American ultralight aircraft

The Midwest Questar Arrowstar is an American ultralight aircraft that was designed and produced by Midwest Engineering of Overland Park, Kansas. When it was available the aircraft was supplied in the form of plans for amateur construction, but the plans were withdrawn on 29 June 2000.

==Design and development==
The Questar Arrowstar was designed to comply with the US FAR 103 Ultralight Vehicles rules, including the category's maximum empty weight of 254 lb. The aircraft has a standard empty weight of 230 lb.

The aircraft features a strut-braced high-wing, a single-seat open cockpit without a windshield, fixed tricycle landing gear without wheel pants and a single engine in tractor configuration.

The Questar Arrowstar is made from bolted-together 6061-T6 aluminum tubing, with its flying surfaces covered in doped aircraft fabric. Its 27.25 ft span wing has a wing area of 130.0 sqft, is supported by "V" struts and the wing can be detached in ten minutes for ground transport or storage. The acceptable power range is 30 to 40 hp and the standard engines used are small 30 hp two-stroke powerplants.

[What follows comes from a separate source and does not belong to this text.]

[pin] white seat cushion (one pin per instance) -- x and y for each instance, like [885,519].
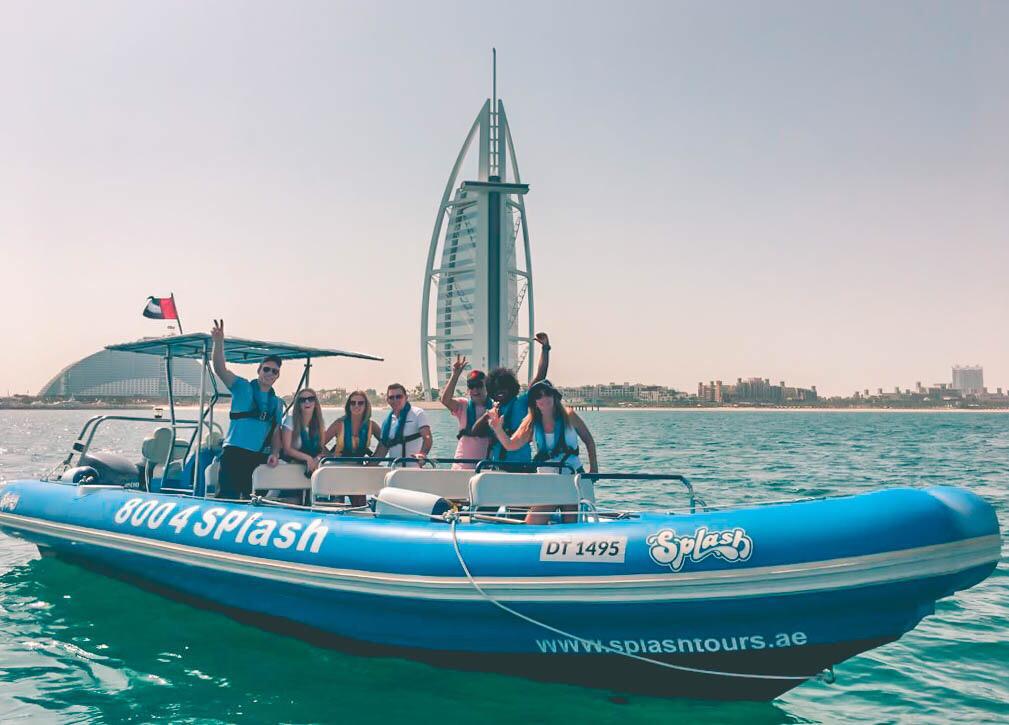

The aircraft has a typical empty weight of 230 lb and a gross weight of 450 lb, giving a useful load of 220 lb. With full fuel of 3 u.s.gal the payload for the pilot and baggage is 202 lb.

The standard day, sea level, no wind, take off distance with a 30 hp engine is 100 ft and the landing roll is 80 ft.

The manufacturer estimated the construction time from the supplied plans as 80 hours.

==Operational history==
By 1998 the company reported that 170 sets of plans had been sold and that 60 aircraft were completed and flying.